While relying on being done outside of school time and on clear nights, use of this app would still have value as a homework activity and the basis of robust classroom discussions. It would be a great thing to use while on school camp or even after a class social occasion in an evening.
Nature of science
This citizen science app allows you to develop rich discussions around the science capabilities ‘Gather and interpret data and ‘Critique evidence’. By using postings in the blog and/or incorporating the Globe at Night OCS project, it can be used to explore and develop the capability ‘Interpret representations’.

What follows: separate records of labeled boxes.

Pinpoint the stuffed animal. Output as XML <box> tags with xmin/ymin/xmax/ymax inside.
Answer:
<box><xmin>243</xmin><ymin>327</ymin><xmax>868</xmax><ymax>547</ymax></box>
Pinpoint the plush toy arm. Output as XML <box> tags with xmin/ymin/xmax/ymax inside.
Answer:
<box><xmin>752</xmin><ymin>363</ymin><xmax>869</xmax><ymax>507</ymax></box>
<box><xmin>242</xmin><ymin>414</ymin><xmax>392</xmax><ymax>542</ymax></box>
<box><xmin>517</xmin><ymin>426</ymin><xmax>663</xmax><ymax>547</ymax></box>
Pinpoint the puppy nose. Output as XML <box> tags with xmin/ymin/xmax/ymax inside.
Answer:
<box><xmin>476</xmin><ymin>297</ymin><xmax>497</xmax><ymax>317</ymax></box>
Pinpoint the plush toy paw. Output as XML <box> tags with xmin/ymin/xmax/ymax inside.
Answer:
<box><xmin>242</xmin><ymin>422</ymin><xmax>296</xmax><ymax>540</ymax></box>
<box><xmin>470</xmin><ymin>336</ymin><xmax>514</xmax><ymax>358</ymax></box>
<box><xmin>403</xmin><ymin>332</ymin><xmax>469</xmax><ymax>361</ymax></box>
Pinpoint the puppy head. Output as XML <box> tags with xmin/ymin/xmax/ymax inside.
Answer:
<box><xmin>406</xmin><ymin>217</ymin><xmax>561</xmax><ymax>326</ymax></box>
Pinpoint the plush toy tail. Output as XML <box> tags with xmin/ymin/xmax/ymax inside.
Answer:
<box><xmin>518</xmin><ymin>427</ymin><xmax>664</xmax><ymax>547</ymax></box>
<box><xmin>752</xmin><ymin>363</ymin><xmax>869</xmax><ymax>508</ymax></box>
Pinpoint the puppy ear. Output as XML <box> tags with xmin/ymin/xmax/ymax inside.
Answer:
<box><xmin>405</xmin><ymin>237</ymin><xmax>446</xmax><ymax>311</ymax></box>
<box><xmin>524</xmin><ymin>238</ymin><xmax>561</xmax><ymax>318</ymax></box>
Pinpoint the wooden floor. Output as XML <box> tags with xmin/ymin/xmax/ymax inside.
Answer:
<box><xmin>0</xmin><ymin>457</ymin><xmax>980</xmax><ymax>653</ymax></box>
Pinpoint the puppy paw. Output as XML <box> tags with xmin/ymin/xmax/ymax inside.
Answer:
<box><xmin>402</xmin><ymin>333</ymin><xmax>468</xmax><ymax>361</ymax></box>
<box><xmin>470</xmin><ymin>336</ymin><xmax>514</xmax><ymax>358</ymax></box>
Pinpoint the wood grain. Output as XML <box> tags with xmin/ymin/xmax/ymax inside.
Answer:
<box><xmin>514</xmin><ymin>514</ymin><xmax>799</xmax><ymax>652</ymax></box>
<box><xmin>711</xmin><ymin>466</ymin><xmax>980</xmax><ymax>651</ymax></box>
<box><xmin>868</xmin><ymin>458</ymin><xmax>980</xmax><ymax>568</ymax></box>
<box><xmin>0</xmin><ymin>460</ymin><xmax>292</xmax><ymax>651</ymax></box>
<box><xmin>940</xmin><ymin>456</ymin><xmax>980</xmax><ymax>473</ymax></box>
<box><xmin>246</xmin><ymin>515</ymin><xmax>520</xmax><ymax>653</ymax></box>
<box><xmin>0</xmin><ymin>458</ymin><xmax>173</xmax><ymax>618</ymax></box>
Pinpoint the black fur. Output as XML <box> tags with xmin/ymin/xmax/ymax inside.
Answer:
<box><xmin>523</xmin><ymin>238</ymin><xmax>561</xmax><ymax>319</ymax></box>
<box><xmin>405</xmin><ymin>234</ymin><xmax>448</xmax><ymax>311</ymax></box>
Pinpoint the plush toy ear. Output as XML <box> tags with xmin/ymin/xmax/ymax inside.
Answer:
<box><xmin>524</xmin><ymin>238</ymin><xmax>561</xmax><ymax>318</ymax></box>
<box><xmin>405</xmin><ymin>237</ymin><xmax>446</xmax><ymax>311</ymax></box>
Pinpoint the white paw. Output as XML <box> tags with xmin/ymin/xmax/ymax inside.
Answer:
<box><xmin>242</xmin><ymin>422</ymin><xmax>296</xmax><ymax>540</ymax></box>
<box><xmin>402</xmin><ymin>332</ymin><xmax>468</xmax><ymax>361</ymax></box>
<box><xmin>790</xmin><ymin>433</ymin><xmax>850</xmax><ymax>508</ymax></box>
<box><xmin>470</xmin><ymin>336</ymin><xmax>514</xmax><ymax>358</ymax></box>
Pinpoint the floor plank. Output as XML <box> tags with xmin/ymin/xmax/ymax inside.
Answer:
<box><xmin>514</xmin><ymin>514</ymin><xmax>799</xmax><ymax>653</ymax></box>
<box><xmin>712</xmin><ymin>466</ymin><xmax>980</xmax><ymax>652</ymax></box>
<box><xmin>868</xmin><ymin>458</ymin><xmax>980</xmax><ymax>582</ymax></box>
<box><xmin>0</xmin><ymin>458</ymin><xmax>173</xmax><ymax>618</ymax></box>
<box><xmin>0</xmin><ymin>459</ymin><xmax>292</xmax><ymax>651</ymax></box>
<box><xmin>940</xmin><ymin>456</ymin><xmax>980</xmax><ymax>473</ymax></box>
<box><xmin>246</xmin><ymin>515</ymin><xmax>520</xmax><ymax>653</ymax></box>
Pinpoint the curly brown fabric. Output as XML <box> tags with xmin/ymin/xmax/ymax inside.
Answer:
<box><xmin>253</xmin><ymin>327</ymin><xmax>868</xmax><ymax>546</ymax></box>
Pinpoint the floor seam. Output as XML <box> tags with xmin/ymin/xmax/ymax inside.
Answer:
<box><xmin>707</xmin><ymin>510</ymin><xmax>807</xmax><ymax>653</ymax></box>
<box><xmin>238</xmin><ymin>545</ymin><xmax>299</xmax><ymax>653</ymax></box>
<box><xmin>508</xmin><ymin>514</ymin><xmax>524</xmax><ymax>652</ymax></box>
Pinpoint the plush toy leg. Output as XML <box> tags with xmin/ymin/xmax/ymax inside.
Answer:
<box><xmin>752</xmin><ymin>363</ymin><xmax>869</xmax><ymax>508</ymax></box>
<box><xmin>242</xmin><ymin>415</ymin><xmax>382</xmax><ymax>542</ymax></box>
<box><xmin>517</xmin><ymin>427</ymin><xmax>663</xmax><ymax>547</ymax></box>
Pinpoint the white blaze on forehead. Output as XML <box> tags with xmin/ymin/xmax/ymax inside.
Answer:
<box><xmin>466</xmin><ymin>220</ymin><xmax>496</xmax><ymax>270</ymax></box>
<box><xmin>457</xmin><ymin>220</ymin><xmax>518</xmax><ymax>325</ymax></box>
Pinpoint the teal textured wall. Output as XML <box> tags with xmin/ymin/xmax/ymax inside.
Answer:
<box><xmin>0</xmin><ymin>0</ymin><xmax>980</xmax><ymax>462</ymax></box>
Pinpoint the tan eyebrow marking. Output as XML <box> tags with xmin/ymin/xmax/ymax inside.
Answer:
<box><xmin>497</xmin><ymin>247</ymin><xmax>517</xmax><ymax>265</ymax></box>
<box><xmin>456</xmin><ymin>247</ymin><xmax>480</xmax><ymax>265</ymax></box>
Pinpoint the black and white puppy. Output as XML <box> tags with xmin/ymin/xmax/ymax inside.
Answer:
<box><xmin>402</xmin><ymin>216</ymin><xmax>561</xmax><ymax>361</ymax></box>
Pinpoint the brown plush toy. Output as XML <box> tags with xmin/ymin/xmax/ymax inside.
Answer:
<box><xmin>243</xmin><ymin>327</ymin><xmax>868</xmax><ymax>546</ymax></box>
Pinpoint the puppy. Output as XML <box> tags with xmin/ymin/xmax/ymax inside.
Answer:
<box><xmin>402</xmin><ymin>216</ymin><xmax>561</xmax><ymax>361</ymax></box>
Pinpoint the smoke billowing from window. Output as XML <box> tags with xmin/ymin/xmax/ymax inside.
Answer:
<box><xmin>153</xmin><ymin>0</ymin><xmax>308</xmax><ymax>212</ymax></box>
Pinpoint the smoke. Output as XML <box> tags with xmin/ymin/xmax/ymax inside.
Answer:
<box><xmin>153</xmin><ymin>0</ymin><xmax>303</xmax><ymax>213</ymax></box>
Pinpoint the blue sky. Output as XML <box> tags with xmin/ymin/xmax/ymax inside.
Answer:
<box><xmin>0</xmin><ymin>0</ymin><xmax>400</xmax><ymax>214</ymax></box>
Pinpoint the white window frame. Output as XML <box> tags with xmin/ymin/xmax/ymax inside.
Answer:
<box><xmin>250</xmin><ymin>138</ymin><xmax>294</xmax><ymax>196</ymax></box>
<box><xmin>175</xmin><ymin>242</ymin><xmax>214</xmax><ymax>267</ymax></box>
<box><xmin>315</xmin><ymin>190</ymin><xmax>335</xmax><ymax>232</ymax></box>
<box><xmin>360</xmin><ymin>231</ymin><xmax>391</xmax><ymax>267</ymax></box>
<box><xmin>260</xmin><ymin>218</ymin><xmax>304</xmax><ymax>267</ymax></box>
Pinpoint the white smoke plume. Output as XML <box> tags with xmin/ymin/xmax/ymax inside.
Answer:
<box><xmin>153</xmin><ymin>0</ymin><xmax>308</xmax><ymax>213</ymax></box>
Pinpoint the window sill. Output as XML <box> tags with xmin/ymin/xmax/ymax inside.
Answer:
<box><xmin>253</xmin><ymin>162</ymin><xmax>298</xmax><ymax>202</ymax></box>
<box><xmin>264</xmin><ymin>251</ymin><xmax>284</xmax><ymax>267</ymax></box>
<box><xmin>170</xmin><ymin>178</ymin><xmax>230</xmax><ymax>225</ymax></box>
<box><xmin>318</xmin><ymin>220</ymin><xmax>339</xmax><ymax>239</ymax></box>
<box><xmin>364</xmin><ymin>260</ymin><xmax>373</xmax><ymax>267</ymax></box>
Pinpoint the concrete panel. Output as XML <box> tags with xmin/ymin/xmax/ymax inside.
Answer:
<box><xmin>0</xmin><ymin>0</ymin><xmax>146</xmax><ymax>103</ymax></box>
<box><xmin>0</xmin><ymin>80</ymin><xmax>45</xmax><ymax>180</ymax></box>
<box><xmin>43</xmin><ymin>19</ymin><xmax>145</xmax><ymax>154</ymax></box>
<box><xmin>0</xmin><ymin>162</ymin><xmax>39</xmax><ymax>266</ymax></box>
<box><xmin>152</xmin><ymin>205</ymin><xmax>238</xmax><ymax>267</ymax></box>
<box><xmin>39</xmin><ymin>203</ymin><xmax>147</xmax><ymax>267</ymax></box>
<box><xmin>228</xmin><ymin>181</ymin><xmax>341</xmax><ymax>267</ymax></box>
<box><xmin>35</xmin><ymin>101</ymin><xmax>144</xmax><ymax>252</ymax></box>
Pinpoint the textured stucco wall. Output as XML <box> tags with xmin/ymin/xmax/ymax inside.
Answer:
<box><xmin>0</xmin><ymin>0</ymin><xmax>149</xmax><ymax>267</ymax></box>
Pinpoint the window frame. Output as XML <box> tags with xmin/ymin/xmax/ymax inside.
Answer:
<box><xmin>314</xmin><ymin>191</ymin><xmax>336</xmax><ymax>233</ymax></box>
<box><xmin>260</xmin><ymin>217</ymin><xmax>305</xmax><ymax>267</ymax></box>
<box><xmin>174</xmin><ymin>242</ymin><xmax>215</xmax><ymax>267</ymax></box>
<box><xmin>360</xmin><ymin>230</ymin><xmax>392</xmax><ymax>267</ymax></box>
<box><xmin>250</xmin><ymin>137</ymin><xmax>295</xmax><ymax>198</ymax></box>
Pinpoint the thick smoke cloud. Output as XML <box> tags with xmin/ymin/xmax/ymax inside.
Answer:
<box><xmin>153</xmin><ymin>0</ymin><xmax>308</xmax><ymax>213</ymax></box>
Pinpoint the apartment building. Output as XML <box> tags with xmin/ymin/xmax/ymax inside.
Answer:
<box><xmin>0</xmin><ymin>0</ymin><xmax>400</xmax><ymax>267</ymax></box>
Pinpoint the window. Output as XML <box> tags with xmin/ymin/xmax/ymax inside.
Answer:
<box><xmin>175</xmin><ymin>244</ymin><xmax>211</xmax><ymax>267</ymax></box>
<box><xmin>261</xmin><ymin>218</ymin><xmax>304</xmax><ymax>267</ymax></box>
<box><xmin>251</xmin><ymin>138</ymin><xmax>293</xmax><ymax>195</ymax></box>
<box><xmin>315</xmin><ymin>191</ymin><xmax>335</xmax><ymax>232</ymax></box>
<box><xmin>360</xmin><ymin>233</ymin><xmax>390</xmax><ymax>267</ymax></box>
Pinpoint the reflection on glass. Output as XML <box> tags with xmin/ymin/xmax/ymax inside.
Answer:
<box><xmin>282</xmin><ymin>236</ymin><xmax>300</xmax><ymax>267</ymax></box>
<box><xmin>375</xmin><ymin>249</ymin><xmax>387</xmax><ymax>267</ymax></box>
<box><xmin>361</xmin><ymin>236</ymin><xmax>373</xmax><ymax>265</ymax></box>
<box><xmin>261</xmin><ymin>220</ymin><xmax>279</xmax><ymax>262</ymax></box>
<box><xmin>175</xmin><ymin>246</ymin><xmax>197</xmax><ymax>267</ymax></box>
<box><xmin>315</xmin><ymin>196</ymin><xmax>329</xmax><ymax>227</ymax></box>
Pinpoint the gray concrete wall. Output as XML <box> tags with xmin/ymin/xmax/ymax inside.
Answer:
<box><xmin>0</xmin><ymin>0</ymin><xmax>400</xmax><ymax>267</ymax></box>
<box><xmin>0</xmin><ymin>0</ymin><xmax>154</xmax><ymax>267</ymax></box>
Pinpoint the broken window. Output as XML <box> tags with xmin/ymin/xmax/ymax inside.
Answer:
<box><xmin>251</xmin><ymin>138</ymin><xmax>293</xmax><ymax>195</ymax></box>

Although she didn’t use this app, teacher Melissa Coton used the Globe at Night OCS project with her year 5/6 class as a way of highlighting a real application for the learning they had been doing about light and its properties. Read the case study and accompanying unit plan, with activities, to find out how she transitioned from learning about light to considering light pollution and its impacts. Her integrated unit is rich in activity ideas and contains a differentiated reading plan with journals and articles listed.
There is an opportunity to link knowledge of light and light pollution to the effects of light pollution within New Zealand by participating in projects such as Ahi Pepe MothNet.
Here are some planning tips for when you intend to use a citizen science project with your students.
The Royal Society Te Apārangi has a report about how increased levels of artificial blue light from lighting and digital screens are affecting our health, wildlife and the night sky. A fact sheet and supporting videos are also available.
Nanogirl Michelle Dickinson’s article in the NZ Herald considers the problems of night light for New Zealand moths.
This NZ Herald article explores the impact of lights from cruise ships on birds and how the Department of Conservation is getting involved.
The Royal Astronomical Society of New Zealand (RASNZ) has a Dark Skies Group that advocates for minimising light pollution, arguing: “Outdoor lighting in New Zealand, as part of Urban Design, is in urgent need of review to ensure minimal wastage of energy and to minimise impacts on human health and natural and cultural systems.” Explore this view, as well as their information on light pollution and monitoring our night skies, which contains useful information about other methods for investigating light pollution.
New Zealand’s first internationally recognised Dark Sky Reserve is in the Aoraki Mackenzie Basin.
The International Dark Sky Association has a range of informative posters, brochures and infographics.
This Austrian timelapse video compares the effects of sodium versus LED street lighting.
This outline was written as part of Victoria University of Wellington's Citizen Scientists in the Classroom project funded by the Ministry of Education’s Teaching & Learning Research Initiative.